Hard footprints ‘make unwelcome return’

David French

April 5, 2008

Despite the Council of Mortgage Lenders stating in January 2007 that applications-in-principle (AIP) and decisions-in-principle (DIP) would not leave a hard footprint visible to other lenders, a broker, who wished to remain anonymous, suggested that a number of lenders had confessed to him that they had stopped using soft footprints.

In the current climate, he suggested, it was even more damaging to borrowers’ hopes of achieving home ownership and called for lenders to act within ‘Treating Customers Fairly’ guidelines.

He said: “In the current market borrowers need to shop around more than ever before, but they are being stopped because any AIPs are coming up as hard footprints.

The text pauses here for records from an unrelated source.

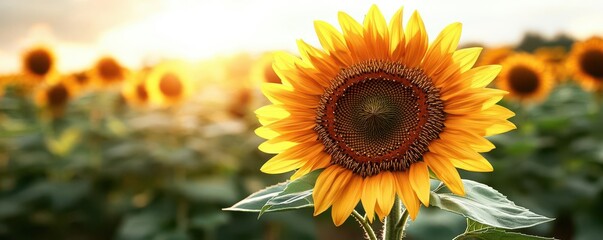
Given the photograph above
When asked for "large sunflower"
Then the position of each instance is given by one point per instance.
(525, 77)
(586, 63)
(376, 109)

“After a couple of enquiries, lenders will start to ask questions about the borrower and might refuse the deal because they can see the history.”

He added: “It is becoming harder for us to place deals so there will be more shopping around and more applications completed, because the product you want might not be around the next day. But lenders seem to be ignoring this and putting a hard footprint on straight away.

“Products are being pulled every day with little notice, so there will be more applications filled out that don’t lead to a completion.”

Alex Hammond, PR manager at Kensington, said: “Kensington leaves only a light footprint when providing the borrower with a mortgage commitment. A heavy footprint is left only if a packager requests the full credit report.”

Clare Mortimer, senior media relations manager at BM Solutions, added: “Our approach to footprints remains unchanged. We continue to use soft footprints for DIP.”